圖-9、圖-10 動(dòng)態(tài)響應(yīng)
結(jié)論
本文設(shè)計(jì)了一種新型三自由度機(jī)械手變量的敏感性進(jìn)行了研究在adams環(huán)境中,可以得出以下結(jié)論:
1)機(jī)器人具有較大的水平剛度,最終水平位移,效應(yīng)主要是由機(jī)械手垂直變形造成的,因此,更重要的是增加的幅度比剛度豎向剛度。

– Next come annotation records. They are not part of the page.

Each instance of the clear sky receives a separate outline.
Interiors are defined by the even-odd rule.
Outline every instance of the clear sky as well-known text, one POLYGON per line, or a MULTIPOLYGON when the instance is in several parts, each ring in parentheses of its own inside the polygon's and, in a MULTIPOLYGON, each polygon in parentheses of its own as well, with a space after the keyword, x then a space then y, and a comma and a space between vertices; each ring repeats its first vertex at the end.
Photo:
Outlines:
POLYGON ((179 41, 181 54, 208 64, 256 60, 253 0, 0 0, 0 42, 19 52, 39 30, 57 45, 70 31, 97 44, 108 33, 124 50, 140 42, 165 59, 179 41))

2)參數(shù)ixx,iyy并鏈接'截面剛度izz有不同的效應(yīng),iyy已經(jīng)對(duì)垂直剛度的影響最大,ixx在第二位的是,ixx具有在垂直剛度的影響最小,他們都較少對(duì)水平比垂直剛度剛度。3)橫截面的不同環(huán)節(jié)都有不同的影響,連線豎向剛度ab和德應(yīng)該使用區(qū)扭轉(zhuǎn)常數(shù)和慣性力矩大,如變形、長(zhǎng)方形、橫梁km,線 03f應(yīng)該使用區(qū)段形梁等重大時(shí)刻轉(zhuǎn)動(dòng)慣量、橫梁gk,和gm 可以使用盡可能的一小部分,從而降低了質(zhì)量。4)最佳的線性驅(qū)動(dòng)器的相對(duì)位置可以減少變形,最好的位置是垂直的平行結(jié)構(gòu)。5)改進(jìn)的機(jī)械手的動(dòng)態(tài)分析表明該優(yōu)化設(shè)計(jì)方法研究的基礎(chǔ)上的效率。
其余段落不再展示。